Soll man einen Notvorrat halten? «Ja, Bund und Kantone empfehlen es», sagt Peter Reichmuth, Sekretär des Volkswirtschaftsdepartements Schwyz. Er zeigt auf, wie der einzelne Bürger vorsorgen kann, und erklärt, wie der Bund die Versorgung unseres Landes sichert.

JOHANNA MÄCHLER

Das Thema Notvorrat steht in Ihrer täglichen Arbeit wohl eher am Rand, nicht wahr? So ist es. Ich wende nur wenige Tage im Jahr für dieses Thema auf. Aber es hat wegen der Pandemie und verschiedener Versorgungsengpässe wieder an Bedeutung gewonnen. Seit einigen Jahren wird wieder darüber gesprochen. Wie hat sich der Notvorrat seit der Nachkriegszeit bis heute verändert?

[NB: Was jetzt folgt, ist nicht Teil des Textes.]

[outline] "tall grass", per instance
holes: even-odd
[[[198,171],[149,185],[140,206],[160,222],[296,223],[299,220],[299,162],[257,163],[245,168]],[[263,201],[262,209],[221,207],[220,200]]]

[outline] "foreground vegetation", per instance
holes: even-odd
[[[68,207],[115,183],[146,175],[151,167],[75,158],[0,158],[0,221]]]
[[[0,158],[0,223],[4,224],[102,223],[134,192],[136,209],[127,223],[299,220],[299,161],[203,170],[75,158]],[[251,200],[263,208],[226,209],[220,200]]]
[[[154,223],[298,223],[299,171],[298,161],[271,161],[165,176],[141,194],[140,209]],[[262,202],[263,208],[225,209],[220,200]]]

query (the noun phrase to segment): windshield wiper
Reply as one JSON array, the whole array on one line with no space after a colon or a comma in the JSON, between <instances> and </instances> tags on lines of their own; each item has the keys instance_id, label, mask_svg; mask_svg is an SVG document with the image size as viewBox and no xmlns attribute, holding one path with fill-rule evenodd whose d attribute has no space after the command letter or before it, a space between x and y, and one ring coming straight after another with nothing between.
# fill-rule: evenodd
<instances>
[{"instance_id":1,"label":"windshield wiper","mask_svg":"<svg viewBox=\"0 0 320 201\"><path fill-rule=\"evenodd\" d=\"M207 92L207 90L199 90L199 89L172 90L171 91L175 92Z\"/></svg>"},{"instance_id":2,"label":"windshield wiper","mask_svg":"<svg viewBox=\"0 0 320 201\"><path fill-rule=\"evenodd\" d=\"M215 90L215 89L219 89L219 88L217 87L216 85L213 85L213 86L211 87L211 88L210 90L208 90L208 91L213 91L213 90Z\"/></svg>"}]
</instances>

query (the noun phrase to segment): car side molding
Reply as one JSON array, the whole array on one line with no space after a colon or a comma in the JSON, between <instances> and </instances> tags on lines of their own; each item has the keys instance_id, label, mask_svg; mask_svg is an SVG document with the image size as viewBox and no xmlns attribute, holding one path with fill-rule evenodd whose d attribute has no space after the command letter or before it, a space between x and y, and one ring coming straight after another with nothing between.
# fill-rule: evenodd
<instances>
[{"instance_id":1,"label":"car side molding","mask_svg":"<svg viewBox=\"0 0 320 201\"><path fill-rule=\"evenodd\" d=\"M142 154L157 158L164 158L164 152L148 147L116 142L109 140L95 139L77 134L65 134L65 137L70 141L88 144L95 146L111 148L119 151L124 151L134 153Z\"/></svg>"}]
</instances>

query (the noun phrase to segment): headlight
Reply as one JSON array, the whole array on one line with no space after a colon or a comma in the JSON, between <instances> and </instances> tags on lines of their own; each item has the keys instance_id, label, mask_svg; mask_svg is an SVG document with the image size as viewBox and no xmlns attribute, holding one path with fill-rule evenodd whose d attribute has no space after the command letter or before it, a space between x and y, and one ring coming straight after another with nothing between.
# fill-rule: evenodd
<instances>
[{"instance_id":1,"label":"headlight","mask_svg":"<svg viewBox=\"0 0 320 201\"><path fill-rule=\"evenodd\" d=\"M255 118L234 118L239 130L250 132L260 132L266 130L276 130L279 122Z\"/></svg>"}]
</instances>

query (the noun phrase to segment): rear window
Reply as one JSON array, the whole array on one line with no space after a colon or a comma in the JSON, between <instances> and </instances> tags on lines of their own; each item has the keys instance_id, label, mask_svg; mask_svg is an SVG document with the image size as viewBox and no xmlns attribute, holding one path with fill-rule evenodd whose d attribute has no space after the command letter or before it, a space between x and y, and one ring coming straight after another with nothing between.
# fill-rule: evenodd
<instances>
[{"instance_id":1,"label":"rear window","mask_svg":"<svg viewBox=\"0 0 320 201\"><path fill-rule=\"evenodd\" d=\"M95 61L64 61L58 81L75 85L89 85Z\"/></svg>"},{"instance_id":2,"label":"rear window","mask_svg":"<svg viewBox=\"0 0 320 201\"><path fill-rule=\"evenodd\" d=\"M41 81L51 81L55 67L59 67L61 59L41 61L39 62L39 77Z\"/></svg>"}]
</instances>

Nach 1945 empfahl der Bund, einen Notvorrat für bis zu drei Wochen anzulegen. Diese Vorratshaltung war unbestritten, denn die Menschen damals hatten die Risiken ganz anders eingeschätzt. Der Notvorrat wurde aus einer inneren Überzeugung zur Notwendigkeit gemacht. Nun haben sich die Essgewohnheiten teils stark verändert. Welche Güter des täglichen Bedarfs sollen heute eingelagert werden? Die Grundnahrungsmittel sind dieselben geblieben. Heute empfehlen wir Nahrung für sieben Tage, Wasser für drei Tage. Man soll einen Mix finden zwischen Produkten, die man kalt essen kann, und solchen, die gekocht werden müssen. Zu diesem Zweck wird ein Gaskocher empfohlen. Auch raten wir, jene Produkte an Lager zu nehmen, die man ohnehin gerne isst. Und zwar möglichst in der Nähe der Küche. Beides hilft mit, dass die Lebensmittel im Umlauf bleiben und nicht ablaufen.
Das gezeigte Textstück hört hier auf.